Today, Indian rupee touched its historic low of 70-mark, not just because of the volatility in the crude oil or a fall in the Chinese Yuan, but also because of a one-sided fall in Turkish lira which is down more than 40 percent.
The rupee weakened by 1.90 percent in the last two trading sessions as Turkey’s currency crisis rattled global markets. The rupee seems to be following its August month seasonality (average depreciation over last 10 years has been 2.25 percent) and this time also it has been down by 2.10 percent against the US dollar.The US sanctions against top Turkish government officials and unorthodox economic policies by Turkey’s President Erdogan have spooked the global markets.
In rescue operation to curb losses in the lira, the Turkish authorities made efforts to boost liquidity in the market on Monday through a host of measure like reducing reserve requirements, etc.
Additionally, we have seen ruble sliding to its lowest level since late 2016 after the US said it would impose fresh sanctions.
Since the beginning of the year, the Indian rupee has been the worst performing currency by leading the list of Asian currencies with a fall of 8.8 percent, followed by Indonesian rupiah (-7.2 percent), Philippine peso (-6.6 percent) and yuan (-5.5 percent).
The only currency which is up against the US dollar is the Japanese yen (+1.7 percent) as rising pessimism across major global markets led to a flight of capital towards a safe-haven asset.
However, Gold prices hit 17-month lows on Monday, losing out to US Treasuries and a stronger dollar. It is not just EM currencies which felt a tremor, but DM currencies also came under pressure, especially Euro as they are overly concerned about the exposure of some of the biggest lenders to Turkey. The European banks have exposure worth USD140bn to Turkish assets.
The risk is that Turkish borrowers may not be hedged against the Lira’s weakness and begin to default on foreign-currency loans.
The recent upbeat domestic economic data failed to impress the Indian Rupee amid the domino effect of currency.
After strongest factory growth in 5 months denoted by IIP which accelerated to 7 percent in June from 3.90 percent, Tuesday’s data showed that India’s retail inflation came in at 4.17 percent in July from a year earlier, lower than the 4.5 percent market expectation and far lower than the previous figure of 5 percent.
After raising interest rates twice since June to curb rising price pressures, the RBI’s job this time would be to keep currency value in check as depreciating currency makes imports costlier. Further, a rising trade deficit could create the headwinds for the economy.
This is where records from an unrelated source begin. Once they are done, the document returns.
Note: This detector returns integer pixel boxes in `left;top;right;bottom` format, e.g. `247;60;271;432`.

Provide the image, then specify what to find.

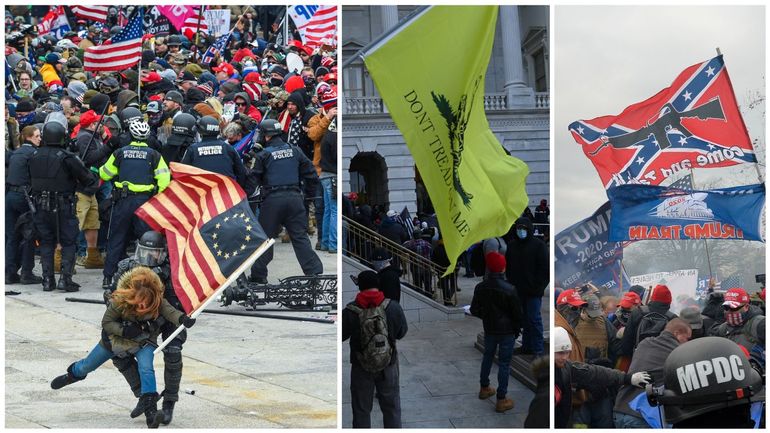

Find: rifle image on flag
591;97;726;155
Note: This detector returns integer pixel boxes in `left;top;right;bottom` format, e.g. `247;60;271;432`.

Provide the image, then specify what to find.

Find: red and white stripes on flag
290;5;337;48
83;10;144;72
70;6;109;23
181;6;209;36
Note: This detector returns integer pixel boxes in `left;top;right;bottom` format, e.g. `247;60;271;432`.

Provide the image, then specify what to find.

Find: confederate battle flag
569;55;757;189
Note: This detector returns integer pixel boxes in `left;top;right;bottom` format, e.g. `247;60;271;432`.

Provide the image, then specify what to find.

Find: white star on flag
683;90;692;101
705;66;716;77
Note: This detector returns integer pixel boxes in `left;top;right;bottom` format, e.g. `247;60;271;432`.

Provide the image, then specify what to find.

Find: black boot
160;400;175;425
102;275;113;290
130;398;146;419
51;363;85;389
5;273;20;284
42;276;56;292
141;392;162;428
20;273;43;284
57;275;80;292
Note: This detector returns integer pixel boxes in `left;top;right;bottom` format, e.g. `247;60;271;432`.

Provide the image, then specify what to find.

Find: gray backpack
347;299;393;372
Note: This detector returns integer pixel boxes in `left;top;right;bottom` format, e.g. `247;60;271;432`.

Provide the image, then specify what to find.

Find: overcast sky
554;6;765;232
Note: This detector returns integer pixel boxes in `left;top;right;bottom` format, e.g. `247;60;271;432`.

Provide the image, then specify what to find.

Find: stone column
500;6;534;109
381;6;399;33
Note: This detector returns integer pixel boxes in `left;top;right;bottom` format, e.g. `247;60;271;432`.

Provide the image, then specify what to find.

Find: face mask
516;228;528;239
617;309;631;325
270;77;283;87
724;310;745;326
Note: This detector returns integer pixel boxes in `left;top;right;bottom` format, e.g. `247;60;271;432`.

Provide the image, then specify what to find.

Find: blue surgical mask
516;228;528;239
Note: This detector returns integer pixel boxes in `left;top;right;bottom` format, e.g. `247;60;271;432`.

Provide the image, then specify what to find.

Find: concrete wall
342;256;465;324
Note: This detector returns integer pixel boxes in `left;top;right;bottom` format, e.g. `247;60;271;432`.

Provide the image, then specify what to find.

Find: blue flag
232;128;256;157
202;32;232;65
609;184;765;242
555;201;630;294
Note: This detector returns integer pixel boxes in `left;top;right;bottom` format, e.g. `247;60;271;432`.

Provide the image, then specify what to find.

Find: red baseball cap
619;291;641;309
723;288;750;309
244;72;265;85
212;62;235;76
141;71;162;84
79;110;101;127
557;289;587;307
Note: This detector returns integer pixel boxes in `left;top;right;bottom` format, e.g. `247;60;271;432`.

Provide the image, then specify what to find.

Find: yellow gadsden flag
363;6;530;274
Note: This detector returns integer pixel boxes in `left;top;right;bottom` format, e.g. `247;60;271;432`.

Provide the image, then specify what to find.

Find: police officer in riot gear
249;118;323;283
106;231;188;425
180;115;248;189
647;336;764;428
29;122;99;291
99;120;171;290
161;112;197;164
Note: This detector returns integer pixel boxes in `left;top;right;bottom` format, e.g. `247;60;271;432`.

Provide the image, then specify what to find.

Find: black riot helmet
196;115;220;138
172;113;197;138
135;231;168;267
259;118;283;138
646;336;763;427
42;121;67;147
118;107;143;129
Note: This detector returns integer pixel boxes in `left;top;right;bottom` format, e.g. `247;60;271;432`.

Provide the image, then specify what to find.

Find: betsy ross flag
135;163;269;314
84;9;144;72
362;6;529;274
570;56;757;190
201;31;232;65
71;6;109;23
289;5;337;48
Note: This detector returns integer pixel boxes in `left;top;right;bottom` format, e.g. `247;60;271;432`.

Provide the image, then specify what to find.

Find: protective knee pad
112;356;142;398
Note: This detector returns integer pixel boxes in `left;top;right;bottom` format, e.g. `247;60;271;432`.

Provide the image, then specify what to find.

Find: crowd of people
5;6;337;428
554;280;765;428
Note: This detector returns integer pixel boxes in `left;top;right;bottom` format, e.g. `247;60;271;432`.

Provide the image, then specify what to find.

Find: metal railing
342;215;458;306
344;93;554;115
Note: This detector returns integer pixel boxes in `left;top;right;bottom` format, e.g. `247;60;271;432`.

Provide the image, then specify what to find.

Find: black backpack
634;306;676;349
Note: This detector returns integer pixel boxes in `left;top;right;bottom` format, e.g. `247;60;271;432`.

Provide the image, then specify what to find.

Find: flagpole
284;5;289;44
153;238;276;354
194;5;204;47
7;62;18;92
689;167;714;279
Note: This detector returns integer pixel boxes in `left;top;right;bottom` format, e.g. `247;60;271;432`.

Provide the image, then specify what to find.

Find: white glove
631;372;652;388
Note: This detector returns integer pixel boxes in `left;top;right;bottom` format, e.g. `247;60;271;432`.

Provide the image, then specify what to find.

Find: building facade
342;5;550;215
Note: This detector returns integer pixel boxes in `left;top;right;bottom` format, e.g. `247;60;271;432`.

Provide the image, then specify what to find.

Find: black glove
179;315;196;328
122;323;143;338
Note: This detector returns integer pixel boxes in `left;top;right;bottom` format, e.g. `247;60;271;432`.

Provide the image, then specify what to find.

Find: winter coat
614;331;680;420
306;111;332;175
116;90;139;113
620;301;677;356
286;90;315;159
234;91;263;124
378;265;402;303
378;217;408;245
39;63;63;88
318;118;337;174
470;272;523;336
708;304;765;347
505;217;549;297
555;361;630;428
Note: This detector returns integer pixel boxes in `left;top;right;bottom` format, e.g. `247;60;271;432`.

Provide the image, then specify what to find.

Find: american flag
570;56;757;190
84;9;144;72
201;31;232;65
720;273;744;290
70;6;109;23
293;5;337;48
135;163;269;314
667;173;693;190
181;5;209;36
396;206;415;239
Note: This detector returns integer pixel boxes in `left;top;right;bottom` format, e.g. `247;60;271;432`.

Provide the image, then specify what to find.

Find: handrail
342;215;458;306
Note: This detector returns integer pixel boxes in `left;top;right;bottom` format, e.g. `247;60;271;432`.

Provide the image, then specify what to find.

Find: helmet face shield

In July, India’s trade deficit widened to USD 18.02 billion- the highest level in five years, fuelled by buoyant oil prices.
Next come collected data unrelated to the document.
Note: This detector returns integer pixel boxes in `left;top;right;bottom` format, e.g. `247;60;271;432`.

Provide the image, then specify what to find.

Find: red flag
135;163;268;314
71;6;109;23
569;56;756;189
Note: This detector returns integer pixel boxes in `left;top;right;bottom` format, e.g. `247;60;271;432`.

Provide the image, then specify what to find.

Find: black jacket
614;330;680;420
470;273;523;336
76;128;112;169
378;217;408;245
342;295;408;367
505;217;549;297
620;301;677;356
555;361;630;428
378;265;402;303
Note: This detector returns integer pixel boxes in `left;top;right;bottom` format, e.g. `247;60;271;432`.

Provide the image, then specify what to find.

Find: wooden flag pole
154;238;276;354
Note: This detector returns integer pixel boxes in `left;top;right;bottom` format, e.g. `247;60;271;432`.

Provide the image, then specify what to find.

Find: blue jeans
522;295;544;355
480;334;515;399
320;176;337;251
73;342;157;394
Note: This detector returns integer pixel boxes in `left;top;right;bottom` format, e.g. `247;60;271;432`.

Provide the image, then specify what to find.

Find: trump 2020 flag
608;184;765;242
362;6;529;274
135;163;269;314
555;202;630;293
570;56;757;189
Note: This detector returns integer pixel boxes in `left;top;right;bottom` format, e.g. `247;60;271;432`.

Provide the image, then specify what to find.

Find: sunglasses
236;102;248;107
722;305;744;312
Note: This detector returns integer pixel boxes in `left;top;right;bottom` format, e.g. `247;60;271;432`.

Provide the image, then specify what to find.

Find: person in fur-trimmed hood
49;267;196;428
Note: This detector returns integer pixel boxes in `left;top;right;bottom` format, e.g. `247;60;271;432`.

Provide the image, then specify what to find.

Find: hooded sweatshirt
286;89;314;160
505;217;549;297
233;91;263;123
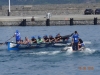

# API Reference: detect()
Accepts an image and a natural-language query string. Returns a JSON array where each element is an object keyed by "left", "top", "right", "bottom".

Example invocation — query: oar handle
[
  {"left": 5, "top": 36, "right": 14, "bottom": 42},
  {"left": 0, "top": 36, "right": 14, "bottom": 46}
]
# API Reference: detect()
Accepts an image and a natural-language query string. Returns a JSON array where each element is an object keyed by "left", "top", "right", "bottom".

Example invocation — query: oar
[
  {"left": 0, "top": 43, "right": 4, "bottom": 45},
  {"left": 54, "top": 43, "right": 71, "bottom": 46},
  {"left": 0, "top": 36, "right": 14, "bottom": 45},
  {"left": 5, "top": 36, "right": 14, "bottom": 42}
]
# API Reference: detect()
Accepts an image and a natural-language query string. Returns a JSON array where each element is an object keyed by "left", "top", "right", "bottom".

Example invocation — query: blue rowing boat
[{"left": 7, "top": 41, "right": 70, "bottom": 50}]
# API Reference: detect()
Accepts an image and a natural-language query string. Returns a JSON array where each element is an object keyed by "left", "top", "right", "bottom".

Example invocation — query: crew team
[
  {"left": 13, "top": 30, "right": 84, "bottom": 51},
  {"left": 13, "top": 30, "right": 70, "bottom": 44}
]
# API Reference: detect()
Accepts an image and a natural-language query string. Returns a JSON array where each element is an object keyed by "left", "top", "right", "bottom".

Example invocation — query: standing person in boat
[
  {"left": 13, "top": 30, "right": 21, "bottom": 44},
  {"left": 72, "top": 31, "right": 79, "bottom": 51}
]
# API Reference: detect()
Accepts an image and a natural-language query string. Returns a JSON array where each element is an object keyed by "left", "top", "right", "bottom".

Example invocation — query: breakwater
[{"left": 0, "top": 3, "right": 100, "bottom": 26}]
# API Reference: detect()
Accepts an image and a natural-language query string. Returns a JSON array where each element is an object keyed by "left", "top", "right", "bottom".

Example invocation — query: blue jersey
[
  {"left": 15, "top": 32, "right": 21, "bottom": 41},
  {"left": 81, "top": 43, "right": 85, "bottom": 47},
  {"left": 72, "top": 34, "right": 79, "bottom": 43}
]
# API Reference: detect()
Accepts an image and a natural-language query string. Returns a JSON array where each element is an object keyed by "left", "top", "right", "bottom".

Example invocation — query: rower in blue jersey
[
  {"left": 72, "top": 31, "right": 79, "bottom": 51},
  {"left": 13, "top": 30, "right": 21, "bottom": 43}
]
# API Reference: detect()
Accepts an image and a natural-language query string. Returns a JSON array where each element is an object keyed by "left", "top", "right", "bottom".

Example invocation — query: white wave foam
[
  {"left": 84, "top": 41, "right": 92, "bottom": 45},
  {"left": 65, "top": 47, "right": 73, "bottom": 55},
  {"left": 48, "top": 51, "right": 61, "bottom": 55},
  {"left": 81, "top": 48, "right": 96, "bottom": 55},
  {"left": 63, "top": 46, "right": 96, "bottom": 55},
  {"left": 29, "top": 51, "right": 61, "bottom": 55},
  {"left": 30, "top": 51, "right": 49, "bottom": 55}
]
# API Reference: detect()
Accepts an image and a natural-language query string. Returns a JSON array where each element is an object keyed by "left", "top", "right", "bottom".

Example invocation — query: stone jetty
[{"left": 0, "top": 3, "right": 100, "bottom": 26}]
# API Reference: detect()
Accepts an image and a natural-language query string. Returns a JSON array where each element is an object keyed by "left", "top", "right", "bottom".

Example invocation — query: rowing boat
[{"left": 7, "top": 41, "right": 70, "bottom": 50}]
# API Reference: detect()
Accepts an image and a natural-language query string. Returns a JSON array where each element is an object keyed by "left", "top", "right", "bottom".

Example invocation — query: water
[{"left": 0, "top": 25, "right": 100, "bottom": 75}]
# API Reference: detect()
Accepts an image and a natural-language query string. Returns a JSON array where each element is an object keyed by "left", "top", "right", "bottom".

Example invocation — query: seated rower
[
  {"left": 55, "top": 33, "right": 62, "bottom": 42},
  {"left": 49, "top": 35, "right": 55, "bottom": 43},
  {"left": 78, "top": 38, "right": 85, "bottom": 50},
  {"left": 37, "top": 36, "right": 43, "bottom": 43},
  {"left": 23, "top": 37, "right": 30, "bottom": 44},
  {"left": 43, "top": 35, "right": 49, "bottom": 43},
  {"left": 31, "top": 36, "right": 37, "bottom": 43},
  {"left": 20, "top": 39, "right": 24, "bottom": 44}
]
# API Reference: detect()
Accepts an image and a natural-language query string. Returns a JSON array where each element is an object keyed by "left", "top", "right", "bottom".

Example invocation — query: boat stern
[{"left": 7, "top": 42, "right": 19, "bottom": 51}]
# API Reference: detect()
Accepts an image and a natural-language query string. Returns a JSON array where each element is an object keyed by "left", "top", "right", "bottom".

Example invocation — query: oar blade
[{"left": 0, "top": 43, "right": 3, "bottom": 44}]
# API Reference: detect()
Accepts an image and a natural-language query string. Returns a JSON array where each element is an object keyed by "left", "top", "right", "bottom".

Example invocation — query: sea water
[{"left": 0, "top": 25, "right": 100, "bottom": 75}]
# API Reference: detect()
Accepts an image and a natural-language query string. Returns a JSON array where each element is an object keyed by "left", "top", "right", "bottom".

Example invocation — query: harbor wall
[
  {"left": 0, "top": 19, "right": 100, "bottom": 26},
  {"left": 0, "top": 3, "right": 100, "bottom": 26}
]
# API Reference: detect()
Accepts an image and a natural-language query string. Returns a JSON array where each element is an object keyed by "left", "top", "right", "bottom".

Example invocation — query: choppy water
[{"left": 0, "top": 25, "right": 100, "bottom": 75}]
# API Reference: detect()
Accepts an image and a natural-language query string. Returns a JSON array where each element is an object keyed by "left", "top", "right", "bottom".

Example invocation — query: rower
[
  {"left": 23, "top": 37, "right": 30, "bottom": 44},
  {"left": 13, "top": 30, "right": 21, "bottom": 44},
  {"left": 78, "top": 38, "right": 85, "bottom": 50},
  {"left": 49, "top": 35, "right": 55, "bottom": 43},
  {"left": 43, "top": 35, "right": 49, "bottom": 43},
  {"left": 37, "top": 36, "right": 43, "bottom": 43},
  {"left": 55, "top": 33, "right": 62, "bottom": 42},
  {"left": 31, "top": 36, "right": 37, "bottom": 43}
]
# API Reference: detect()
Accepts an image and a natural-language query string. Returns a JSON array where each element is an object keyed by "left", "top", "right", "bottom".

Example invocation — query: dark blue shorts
[{"left": 72, "top": 42, "right": 78, "bottom": 51}]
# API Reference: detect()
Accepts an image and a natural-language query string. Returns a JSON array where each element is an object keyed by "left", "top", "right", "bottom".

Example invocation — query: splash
[
  {"left": 65, "top": 48, "right": 73, "bottom": 55},
  {"left": 65, "top": 47, "right": 96, "bottom": 55},
  {"left": 81, "top": 48, "right": 96, "bottom": 55},
  {"left": 62, "top": 46, "right": 74, "bottom": 55},
  {"left": 62, "top": 45, "right": 96, "bottom": 55}
]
The RBI has depleted almost USD 24 billion till date to curb losses and volatility in the Rupee; however, they are likely to intervene less aggressively if the Yuan, Lira and other EM currencies continue to depreciate.
The endeavour of the RBI would be to manage the real effective exchange rate of the Rupee (REER), preventing extreme overvaluation and to contain volatility by smoothening the pace of Rupee depreciation.
The recent nervousness in the global markets and a contagion effect of falling lira could put further pressure on the EM currencies in upcoming weeks.
Additionally slow covers by exporters and panic covers by importers, FPI’s may trigger additional buying and trigger lots of stops above 70 levels.
We maintain a view of further weakness in the Indian rupee and if we see the fundamentals deteriorating on the deficit front and on the fiscal side before elections then we could see the pair inching towards 72-73 soon.